No. I won’t back off because I don’t think there is anything more important I can say to you than that it is not all up to you. By that I mean making your life work as it is, which seems difficult and exhausting sometimes, and unrewarding, as in, How can I get up one more day and go to work? What is it all for? When work and family issues and civic and social responsibilities seem about to overwhelm us, it is into just that scenario that the Spirit of God, as that One came on Pentecost, can come and change everything. Well, not everything. The circumstances themselves may not change, but the Spirit changes how we view them and lets us know that God knows and we are not alone in them. That is almost everything.
Others of us are quite content with our lives as they are. Perhaps retired or working part-time, we feel pretty well set, as involved as we want to be with family, volunteering occasionally for a cause we are interested in, continuing with study in some area. These are all good things that constitute the good life. What more can there be? I can only say that with God there is always more. Every day is an adventure with Christ, when the Spirit is the moving force.
And when you have a whole community whose members know they are not alone, who are becoming increasingly enlightened, who are sharing a Spirit of concern and caring, there is the kingdom on earth, there is heaven on earth, the Body of Christ recognizing its own image in the mirror of another soul. That is life being lived to its fullest, not for itself, but indeed with and for others in a healthy way. I believe this is what Pentecost makes possible. If you are so inclined, prepare prayerfully for the feast of Pentecost next Sunday. I recommend that you search out in your own prayer time, your own way, what the Spirit of God wants for you. To be open and humble before God, asking for the fullness of his Spirit, for the fullness of life and how God would have you live it.
Next week I will talk about the life and gifts of the Spirit, the gifts of the Spirit. Cyndi Brinkler, who has been a friend for 35 years and who has experienced this long walk in the footsteps of Christ with me, will share a bit about her walk, so you can have a sense of the hands-on application of the Spirit of God and what that one can do in a life. What you were not ready for all those years ago when you were confirmed, you may be ready for and desirous of now.
Next Sunday the Board is having a second planning meeting with Ted from 4-6 p.m.
Before that planning meeting, from 2 to 4, Cyndi Brinkler and I will be available here in the church to pray with anyone who wants the release of the Spirit of God in his or her life, who wants more of the life of God. Anyone who has that kind of spiritual and existential courage to dare to ask God for his Spirit will only receive a yes. I can’t predict how that will manifest, but it will be entirely personalized because God knows who you are and what you need.
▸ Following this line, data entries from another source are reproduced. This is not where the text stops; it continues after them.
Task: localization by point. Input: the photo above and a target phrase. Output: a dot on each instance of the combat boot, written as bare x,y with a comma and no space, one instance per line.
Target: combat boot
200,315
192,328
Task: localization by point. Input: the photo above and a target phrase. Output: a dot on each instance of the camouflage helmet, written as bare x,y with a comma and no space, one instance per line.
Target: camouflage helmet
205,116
I’d like to conclude with a quotation from this morning’s reading from Ephesians. “I keep asking that the God of our Lord Jesus Christ, the glorious Father, may give you the Spirit of wisdom and revelation, so that you may know him better. I pray also that the eyes of your heart may be enlightened in order that you may know the hope to which he has called you, the riches of his glorious inheritance in the saints, and his incomparably great power for us who believe.” Amen.